Hank Aaron: The Historic Home Run 40 Years Ago

Hank Aaron

Henry Louis “Hank” Aaron did the unthinkable 40 years ago today when the slugger hit his historic 715th home run on April 8, 1974. This took Aaron past the immortal Babe Ruth as the home run king.

The Civil rights Act of 1964 was a decade old and outlawed discrimination based on race, color, religion, sex, or national origin. That did not stop people from sending hate mail and death threats to Aaron. Many people, whether they were fans of baseball or not did not want a African-American to break the Babe’s 39-year old record. It was fine to break the record, just not Aaron or any other black player should ever break it.

The road to the record started for Aaron long before he put on a uniform. As a young child growing up in Mobile, Alabama, Aaron saw hate toward his family from the segregation in the south and from a large Ku Klux Klan presence. Many times the youngster would be in the street playing ball when Aaron’s mother would call him into the house to hide under the bed with the rest of the family. The Klan would march by, burn a cross in the yard, and then move on. That was not going to stop Aaron.

Before Hank Aaron made the historic march past Ruth’s home run record 40 years ago, his future was molded by his hero. The young hitter heard his idol Jackie Robinson speak at a Mobile drugstore. Hearing Robinson, the first African-American player to integrate Major League Baseball (MLB) shaped the future for Aaron. After a short stint in the Negro Leagues, Aaron headed to the Milwaukee Braves. It was 1954 and even though MLB was integrated, there were still objections to anyone other than whites playing in the big leagues.

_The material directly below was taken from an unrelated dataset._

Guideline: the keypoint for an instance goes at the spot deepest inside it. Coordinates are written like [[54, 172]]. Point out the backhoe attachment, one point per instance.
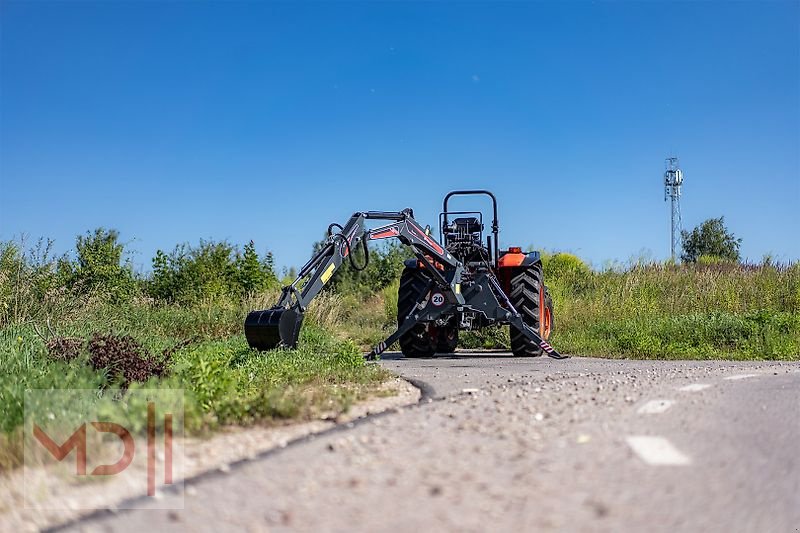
[[280, 325]]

Aaron had rocks thrown at him and for the first few years in the majors had to deal with segregation both on the road and even from his own team. In 1966 the Braves moved to Atlanta and Aaron decided to win the fans over with home runs. And the chase began. As Aaron came closer and closer to Ruth’s record, more and more threats came in. At one point a death threat came in that said that Aaron would be shot in Atlanta. Aaron told his teammates not to sit close to him on the bench, just to be safe. Nothing happened, but the threats and chasing the record was becoming a distraction.

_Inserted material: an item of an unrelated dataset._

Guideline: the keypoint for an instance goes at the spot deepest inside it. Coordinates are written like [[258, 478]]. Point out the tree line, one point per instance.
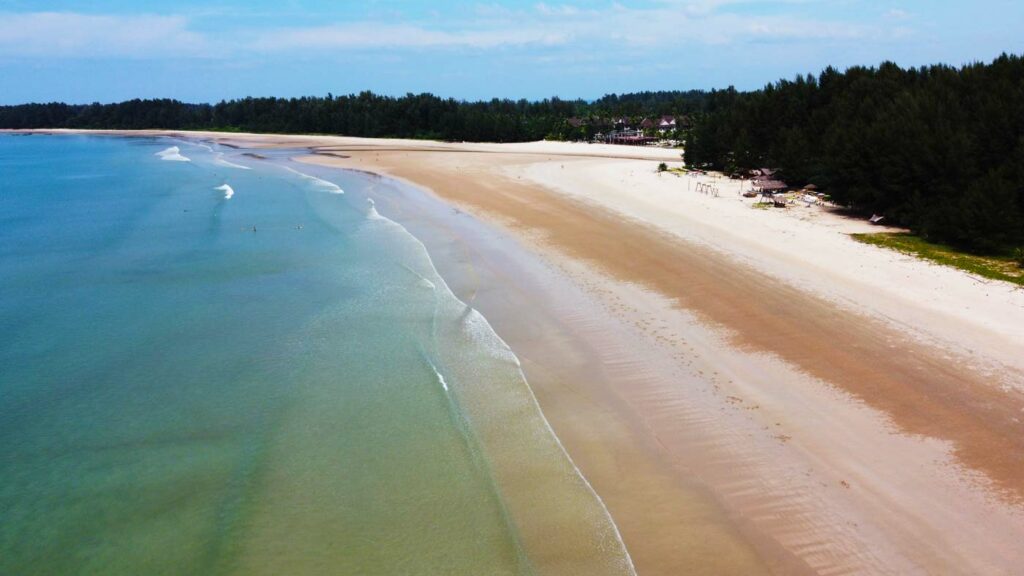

Aaron finished the 1973 season with 713 home runs. With the first swing of the 1974 season, Aaron tied Ruth with 714 home runs. This was a road game for the Braves and Aaron did not hit another home run until the team made it home to Atlanta. The record came to Aaron in his second at bat of the home opener. With Georgia Governor Jimmy Carter looking on, Aaron sent the ball over the head of Dodgers left fielder Bill Buckner and the chase was over. Hank Aaron was the home run king.

The historic home run from Hank Aaron may have been 40 years ago, but the record was only part of it. The new home run king suffered a lot of abuse on his way to the record, and Aaron rose above it all. Breaking Ruth’s record was another step toward equality for everyone, no matter what race they were. Aaron, who would end his career with 755 home runs, and hold on to the record until Barry Bonds broke it in 2007, had one thing on his mind after crossing the plate for the record-breaking home run. He was glad it was over.